On Wednesday, Gingrich, former Speaker of the House, announced that he is officially seeking the Republican presidential nomination. News reporters and opinion columnists quickly churned out analyses on his multiple marriages, infidelity, fiery tongue, and even his seemingly small contributions to charities and how they would affect his bid for the White House.
Interestingly, despite his glaring moral failings, Gingrich has tried to reshape his public image as a repentant Christian married to a devout Catholic.
In late March, Gingrich spoke at Cornerstone Church in San Antonio, Texas, and railed against secularism while calling for the defense of the nation’s Christian values. He cited the prayers of past presidents and slammed a California federal court for declaring the reference “under God” in the Pledge of Allegiance as unconstitutional.

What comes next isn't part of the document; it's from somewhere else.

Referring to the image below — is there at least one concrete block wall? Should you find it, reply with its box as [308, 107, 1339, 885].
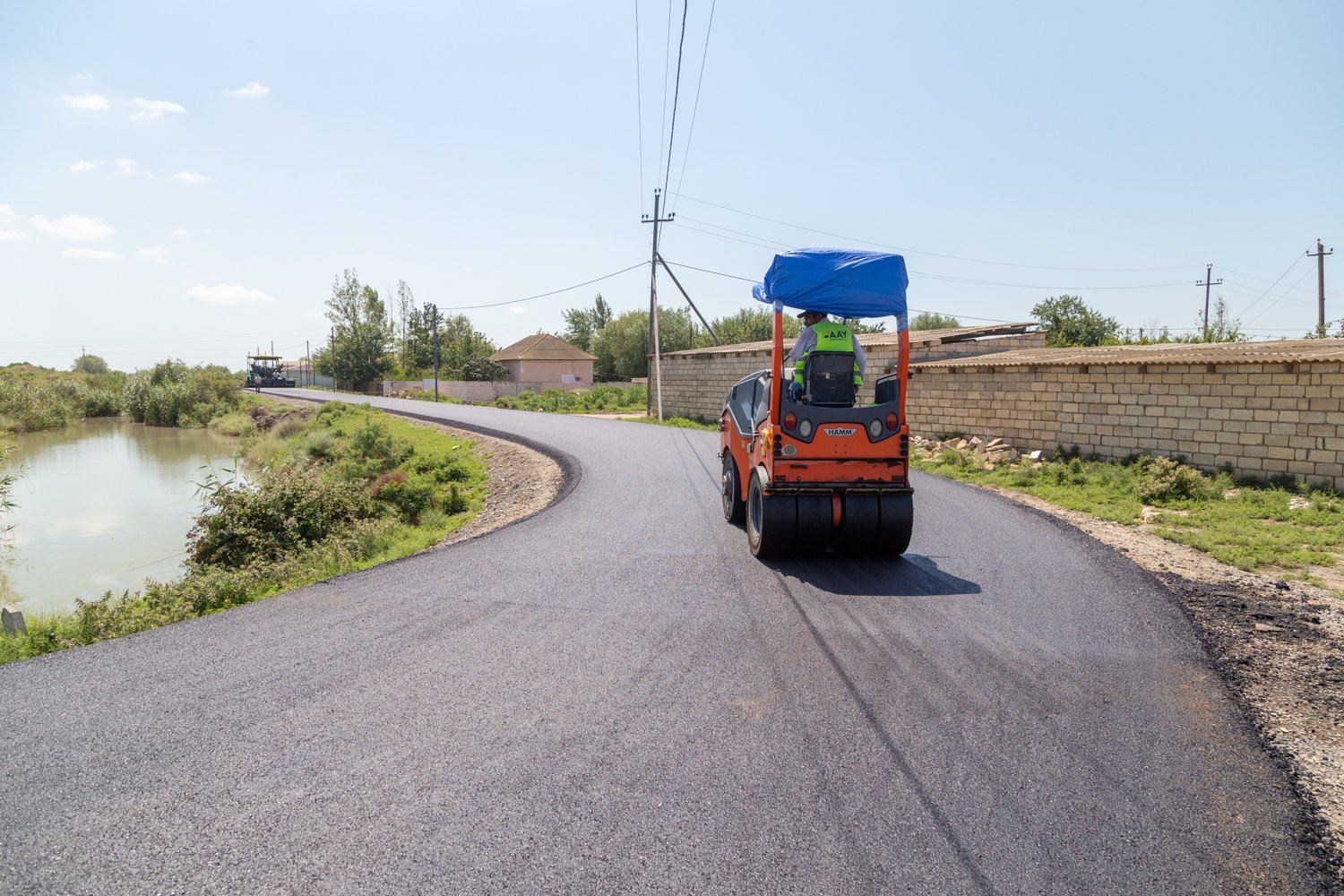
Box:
[650, 333, 1046, 420]
[908, 361, 1344, 490]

The history professor-turned-politician, who converted to Catholicism two years ago, also spoke during the “Rediscover God in America” webcast, which also featured potential GOP presidential contenders Mike Huckabee and Michele Bachmann.
But Gingrich, with all his baggage, has an uphill battle to climb to win the faith of social conservatives and Christian voters.

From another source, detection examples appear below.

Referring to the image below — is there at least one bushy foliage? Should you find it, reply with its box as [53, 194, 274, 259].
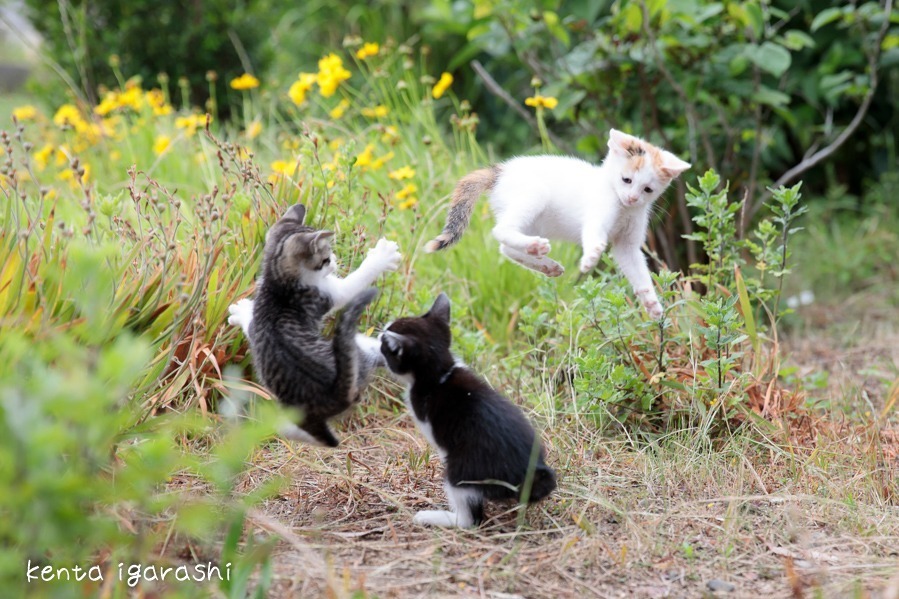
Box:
[25, 0, 271, 109]
[0, 40, 812, 596]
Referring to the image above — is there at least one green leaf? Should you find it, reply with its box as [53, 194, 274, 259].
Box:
[746, 42, 792, 77]
[810, 8, 843, 31]
[781, 29, 815, 50]
[543, 10, 571, 47]
[752, 85, 790, 107]
[621, 3, 643, 33]
[744, 2, 765, 39]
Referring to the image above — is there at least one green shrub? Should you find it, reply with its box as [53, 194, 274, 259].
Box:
[25, 0, 271, 109]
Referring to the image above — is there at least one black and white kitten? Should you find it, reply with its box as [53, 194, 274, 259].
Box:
[232, 204, 381, 447]
[380, 293, 556, 528]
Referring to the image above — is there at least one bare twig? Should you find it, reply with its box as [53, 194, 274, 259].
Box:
[749, 0, 893, 220]
[471, 60, 574, 154]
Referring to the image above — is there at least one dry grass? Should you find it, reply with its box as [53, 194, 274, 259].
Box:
[223, 316, 899, 598]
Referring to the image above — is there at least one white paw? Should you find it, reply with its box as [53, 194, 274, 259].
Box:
[525, 237, 552, 258]
[637, 289, 665, 320]
[412, 510, 468, 528]
[228, 298, 253, 335]
[540, 260, 565, 277]
[366, 238, 403, 272]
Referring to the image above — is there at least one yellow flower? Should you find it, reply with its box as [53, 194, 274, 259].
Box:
[431, 73, 453, 100]
[362, 104, 390, 119]
[524, 94, 559, 110]
[356, 144, 375, 167]
[246, 121, 262, 139]
[316, 52, 350, 98]
[396, 183, 418, 200]
[231, 73, 259, 91]
[53, 104, 84, 127]
[34, 144, 54, 171]
[12, 104, 37, 121]
[94, 92, 119, 116]
[328, 98, 350, 121]
[153, 135, 172, 156]
[387, 166, 415, 181]
[371, 152, 394, 171]
[118, 86, 144, 112]
[287, 73, 317, 106]
[271, 160, 297, 177]
[175, 114, 206, 137]
[356, 42, 381, 60]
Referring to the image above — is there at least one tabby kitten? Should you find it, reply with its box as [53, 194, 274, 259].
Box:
[381, 293, 556, 528]
[425, 129, 690, 318]
[239, 204, 378, 447]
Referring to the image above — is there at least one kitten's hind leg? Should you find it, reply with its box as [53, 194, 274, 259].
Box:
[356, 333, 387, 369]
[278, 420, 340, 447]
[228, 298, 253, 337]
[278, 423, 325, 447]
[412, 482, 484, 528]
[499, 244, 565, 277]
[493, 222, 551, 258]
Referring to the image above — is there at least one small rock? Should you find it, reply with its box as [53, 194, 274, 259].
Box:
[705, 578, 737, 593]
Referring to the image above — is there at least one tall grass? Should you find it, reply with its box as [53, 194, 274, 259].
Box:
[0, 38, 884, 597]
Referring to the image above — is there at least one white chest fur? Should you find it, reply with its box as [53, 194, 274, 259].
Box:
[403, 384, 446, 462]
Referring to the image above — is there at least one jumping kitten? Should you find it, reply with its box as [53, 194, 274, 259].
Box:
[380, 293, 556, 528]
[425, 129, 690, 318]
[232, 204, 396, 447]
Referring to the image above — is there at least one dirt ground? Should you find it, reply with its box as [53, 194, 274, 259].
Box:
[246, 300, 899, 599]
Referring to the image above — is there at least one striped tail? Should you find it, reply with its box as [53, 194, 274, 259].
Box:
[425, 166, 499, 253]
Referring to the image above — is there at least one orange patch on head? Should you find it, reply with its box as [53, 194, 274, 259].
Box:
[627, 154, 646, 171]
[650, 146, 671, 182]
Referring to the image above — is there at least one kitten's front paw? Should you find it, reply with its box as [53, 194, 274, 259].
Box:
[367, 238, 403, 271]
[228, 298, 253, 335]
[412, 510, 468, 528]
[581, 243, 606, 274]
[540, 259, 565, 277]
[637, 289, 665, 320]
[525, 237, 552, 258]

“I have been watching with humor Newt Gingrich’s attempt to wrap his adultery in the Vatican flag in these past months,” wrote Bryan Cones, managing editor of U.S. Catholic, on Wednesday.
Cones pointed out that Gingrich’s third wife, Callista, was a House staffer that he was having an affair with while he was trying to impeach former President Bill Clinton for having an affair with Monica Lewinsky.

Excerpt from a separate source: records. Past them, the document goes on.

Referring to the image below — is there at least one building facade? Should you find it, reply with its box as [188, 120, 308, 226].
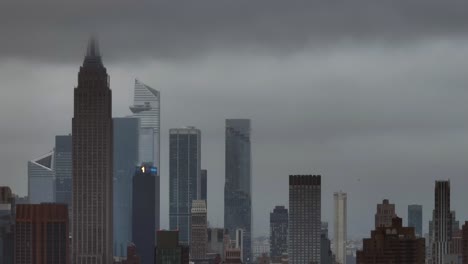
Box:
[169, 127, 201, 245]
[15, 204, 70, 264]
[72, 39, 113, 264]
[190, 200, 208, 260]
[408, 204, 423, 237]
[288, 175, 321, 264]
[132, 163, 159, 264]
[113, 117, 139, 257]
[431, 181, 453, 264]
[333, 192, 348, 264]
[224, 119, 252, 263]
[375, 199, 397, 228]
[154, 230, 190, 264]
[270, 206, 288, 258]
[28, 151, 55, 204]
[356, 217, 426, 264]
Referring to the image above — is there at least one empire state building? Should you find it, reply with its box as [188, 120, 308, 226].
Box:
[72, 39, 113, 264]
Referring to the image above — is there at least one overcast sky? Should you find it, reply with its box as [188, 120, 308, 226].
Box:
[0, 0, 468, 237]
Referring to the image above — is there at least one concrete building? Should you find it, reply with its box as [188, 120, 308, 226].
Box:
[113, 117, 139, 257]
[28, 151, 55, 204]
[155, 230, 190, 264]
[270, 206, 288, 258]
[169, 127, 201, 245]
[72, 39, 114, 264]
[356, 217, 426, 264]
[132, 163, 159, 264]
[431, 181, 453, 264]
[130, 80, 161, 233]
[15, 204, 70, 264]
[333, 192, 348, 264]
[224, 119, 252, 263]
[190, 200, 208, 261]
[288, 175, 321, 264]
[375, 199, 397, 229]
[408, 204, 423, 237]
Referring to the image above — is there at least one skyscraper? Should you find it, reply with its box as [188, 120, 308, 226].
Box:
[113, 117, 139, 257]
[288, 175, 322, 264]
[375, 199, 397, 229]
[333, 192, 348, 264]
[72, 39, 113, 264]
[224, 119, 252, 263]
[171, 127, 201, 246]
[356, 217, 426, 264]
[54, 135, 72, 211]
[431, 181, 452, 264]
[408, 204, 423, 237]
[15, 204, 69, 264]
[270, 206, 288, 258]
[132, 163, 159, 264]
[28, 151, 55, 204]
[130, 79, 161, 232]
[190, 200, 208, 260]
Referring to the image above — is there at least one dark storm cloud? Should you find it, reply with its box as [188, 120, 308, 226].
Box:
[0, 0, 468, 61]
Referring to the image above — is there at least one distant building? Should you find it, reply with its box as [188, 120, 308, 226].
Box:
[333, 192, 348, 264]
[113, 117, 139, 256]
[0, 186, 15, 264]
[54, 135, 73, 212]
[375, 199, 397, 229]
[28, 151, 55, 204]
[270, 206, 288, 258]
[462, 221, 468, 264]
[288, 175, 321, 264]
[132, 163, 159, 264]
[155, 231, 190, 264]
[200, 170, 208, 201]
[190, 200, 208, 261]
[408, 204, 423, 237]
[169, 127, 201, 245]
[356, 217, 426, 264]
[15, 204, 70, 264]
[431, 181, 453, 264]
[224, 119, 252, 263]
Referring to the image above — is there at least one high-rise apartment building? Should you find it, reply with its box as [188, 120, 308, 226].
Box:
[224, 119, 252, 263]
[270, 206, 288, 258]
[130, 80, 161, 233]
[169, 127, 201, 245]
[333, 192, 348, 264]
[356, 217, 426, 264]
[132, 163, 159, 264]
[54, 135, 72, 210]
[28, 151, 55, 204]
[288, 175, 321, 264]
[113, 117, 139, 257]
[375, 199, 397, 229]
[408, 204, 423, 237]
[190, 200, 208, 261]
[154, 230, 190, 264]
[15, 204, 70, 264]
[431, 181, 453, 264]
[72, 39, 113, 264]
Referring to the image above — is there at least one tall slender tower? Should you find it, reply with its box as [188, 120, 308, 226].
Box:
[72, 38, 113, 264]
[224, 119, 252, 263]
[333, 192, 347, 264]
[288, 175, 322, 264]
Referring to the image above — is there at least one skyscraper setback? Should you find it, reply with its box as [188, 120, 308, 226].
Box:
[72, 38, 113, 264]
[224, 119, 252, 262]
[288, 175, 322, 264]
[171, 127, 201, 246]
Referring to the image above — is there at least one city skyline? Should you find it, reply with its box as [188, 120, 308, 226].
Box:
[4, 1, 468, 241]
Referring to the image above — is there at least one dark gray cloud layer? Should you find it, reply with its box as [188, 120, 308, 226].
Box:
[0, 0, 468, 239]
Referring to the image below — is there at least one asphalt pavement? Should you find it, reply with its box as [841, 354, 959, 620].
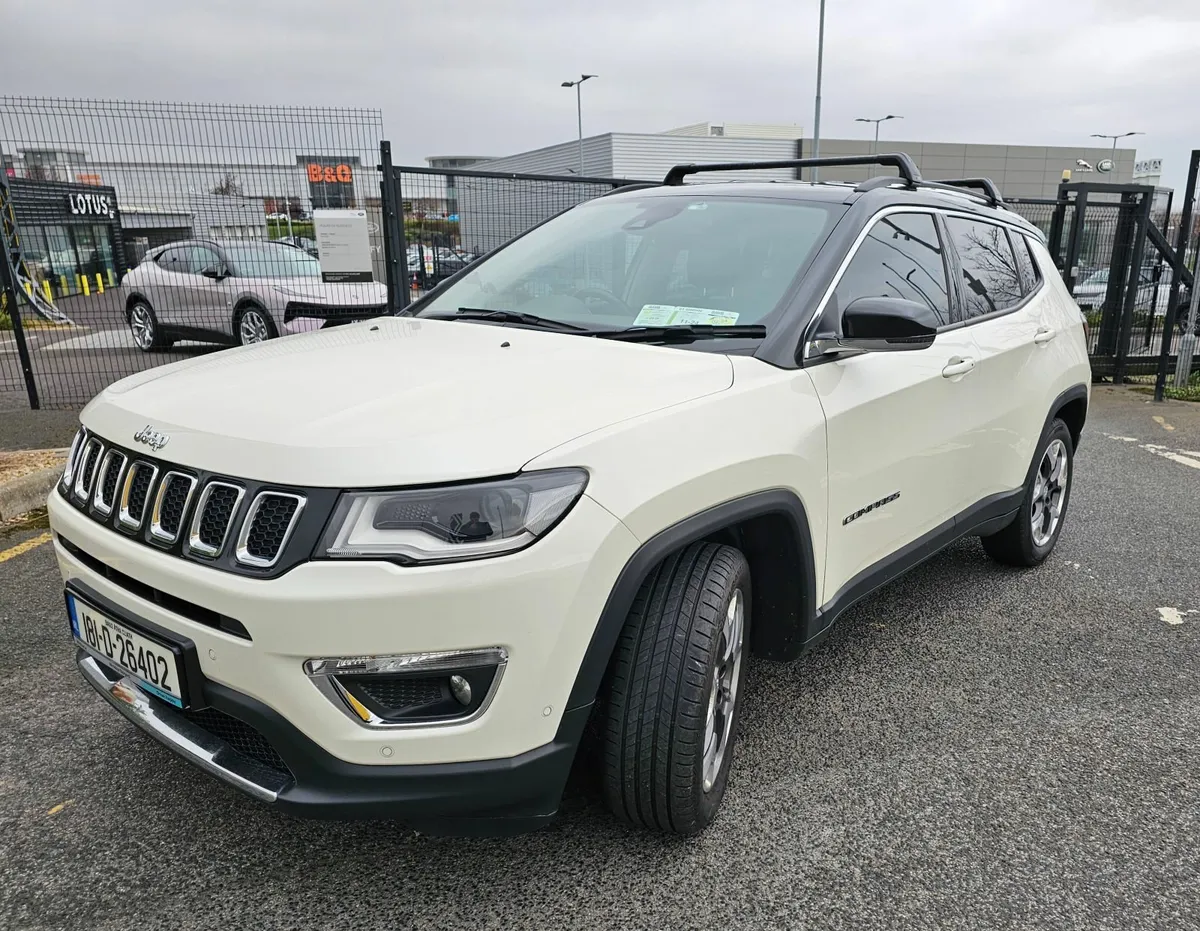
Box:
[0, 388, 1200, 931]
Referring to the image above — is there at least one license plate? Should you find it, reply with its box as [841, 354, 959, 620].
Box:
[67, 594, 184, 708]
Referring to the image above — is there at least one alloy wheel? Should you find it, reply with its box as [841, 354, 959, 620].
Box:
[1030, 439, 1070, 547]
[238, 310, 271, 346]
[703, 588, 745, 792]
[130, 304, 155, 350]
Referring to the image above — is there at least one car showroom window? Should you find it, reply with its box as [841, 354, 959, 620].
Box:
[1008, 229, 1039, 294]
[834, 214, 952, 326]
[946, 217, 1025, 319]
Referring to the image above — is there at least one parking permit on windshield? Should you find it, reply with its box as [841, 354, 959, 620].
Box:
[634, 304, 738, 326]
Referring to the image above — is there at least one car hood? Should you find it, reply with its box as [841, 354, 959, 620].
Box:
[247, 277, 388, 307]
[82, 317, 733, 487]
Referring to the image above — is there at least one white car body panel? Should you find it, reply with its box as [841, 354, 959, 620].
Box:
[82, 317, 733, 487]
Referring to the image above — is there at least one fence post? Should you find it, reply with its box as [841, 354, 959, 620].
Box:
[1154, 149, 1200, 401]
[1112, 193, 1154, 385]
[379, 139, 408, 313]
[0, 245, 42, 410]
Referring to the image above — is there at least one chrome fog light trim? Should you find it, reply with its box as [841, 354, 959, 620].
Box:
[304, 647, 509, 731]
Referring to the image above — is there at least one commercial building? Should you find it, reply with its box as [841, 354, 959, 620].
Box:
[448, 122, 1136, 252]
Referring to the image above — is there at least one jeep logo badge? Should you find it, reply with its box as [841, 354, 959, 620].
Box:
[133, 424, 170, 452]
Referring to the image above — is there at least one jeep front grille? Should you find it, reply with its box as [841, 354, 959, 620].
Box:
[238, 492, 305, 569]
[91, 449, 128, 517]
[74, 437, 104, 503]
[116, 461, 158, 530]
[150, 471, 196, 543]
[59, 427, 312, 577]
[187, 481, 246, 557]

“Of course, we Catholics preach forgiveness and second chances … but it still seems unseemly to me to make a big play at the Catholic vote by leading with your own hypocrisy under the banner of the late pope,” wrote Cones.
Similarly, Howard Kurtz, Washington bureau chief of The Daily Beast and Newsweek, noted that Gingrich has “a U-Haul full of baggage” but he is trying to woo religious conservative voters. Kurtz, however, also gave credit to Gingrich for striking deals with President Clinton when he was Speaker of the House, helping to balance the budget, and passing welfare reform.
“He is a policy wonk who knows the issues inside out, and a historian who can give any subject a grand rhetorical sweep,” acknowledged Kurtz.
Gingrich’s liabilities are affecting his standing in polls. A CBS News/New York Times poll in April that asked respondents whom they felt enthusiastic about found Gingrich (5 percent) lagging behind Mitt Romney (9 percent), Mike Huckabee (8 percent), and Donald Trump (7 percent).
But, as many political pundits have noted, the GOP presidential candidate field is wide open. The poll found that 56 percent of respondents said they were not enthusiastic about any of the candidates.